For the most recent diorama that I did [“The Break” for Shelter In Place Gallery], I made my own original music. And I’m not a musician. I can maybe kind of do this a little bit, even though it might be awful and shitty and really amateur. I can at least make some kind of noise that’s original content instead of using someone else’s, and then I can control the audio so it matches the length of the video. That’s the most important thing to have a very clear beginning and end. I’d never really written a song, but I tried it for this because I keep going back to it in my mind. In a way, it’s similar to how you would return to a secret. I gave myself the job of doing this inside of my brain for like a week. Then I eventually wrote the “song”, for lack of a better word.

The soundscape is an important part of the piece because it makes it feel more like an immersive environment. Watching it, I wondered if you create environments that you escape into.

Oh yeah, definitely. But the environments don’t really have a lot of practical elements to them. If you could pick any dimension to go to, you would not want one that didn’t have food or a bathroom, you know what I mean? It might not be a magical land with a river of chocolate and you can live there forever in happiness, but it’s not regular everyday reality. Something that I think about a lot is the time someone spends watching it. It gives them even just a moment where they’re a little bit confounded and their day-to-day drops away. They’re looking at something that is a little bit weird and mysterious, and they’re not reminded of their commute or their awful job or their dog that ate their shoe. It is an escape from reality, even though the actual physical space isn’t somewhere you’d want to spend a lot of time. It’s a vast, empty space that’s a little bit depressing. It’s just a void and you’re stuck there with nothing but this awful memory that echoes in all directions.

How does this particular piece relate to the rest of your work?

Well, it’s pretty similar in the format, which I’ve been developing for a while. And some of the material I’ve used before. My studio is just a ton of bags of stuff, so when I want to make something, I go shop the studio. The track is something I’ve been using for years, but I actually cut it up for this piece. Before, the video was always in a continuous circle. I don’t know if you can tell in the video, but you’re on a spiral track moving toward the center. I’d never done that before.

Oh cool! Do you have any advice for someone else who may be approaching this project for the first time?

I guess one barrier that I bumped up against when I’ve done Exquisite Corpse-type things in the past is that people are maybe not as interested as they think they are in letting someone else’s idea guide their work.
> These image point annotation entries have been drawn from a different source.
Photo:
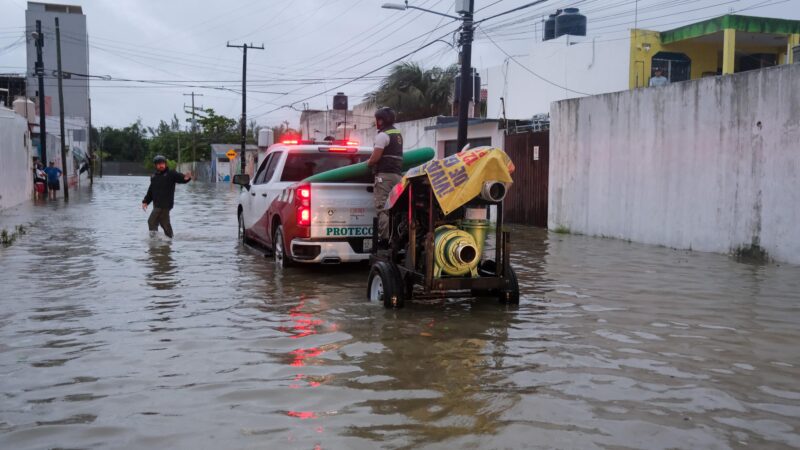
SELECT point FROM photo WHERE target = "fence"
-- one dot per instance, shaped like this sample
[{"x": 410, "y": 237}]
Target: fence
[{"x": 526, "y": 202}]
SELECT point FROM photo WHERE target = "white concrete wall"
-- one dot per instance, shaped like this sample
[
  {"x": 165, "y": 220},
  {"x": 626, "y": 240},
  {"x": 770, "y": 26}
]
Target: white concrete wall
[
  {"x": 16, "y": 163},
  {"x": 592, "y": 66},
  {"x": 414, "y": 134},
  {"x": 709, "y": 165}
]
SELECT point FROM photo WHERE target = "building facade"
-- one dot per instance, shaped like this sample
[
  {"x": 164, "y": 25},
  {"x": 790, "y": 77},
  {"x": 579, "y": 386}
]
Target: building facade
[
  {"x": 74, "y": 58},
  {"x": 572, "y": 67}
]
They say they want to do a collaboration and then they’re really not into it. They really just want to make the thing that they were going to make. So I guess just really be open to letting yourself be guided. Then again, I was going to make a video inside of a diorama no matter what. And I knew the format, but I didn’t know what the final shape was going to be until it was finished. So also, let yourself be okay with an open-ended result.


Call Number: C56VA | C58VA.veaAfte


Tannar Veatch:

Born in Grand Junction, CO, 1988; BFA in Sculpture from Columbia College Chicago, 2015; currently lives and works in San Francisco, CA. Diorama allows me to explore perception, reality and sublime experience through art. Light plays an important role in defining objects and space.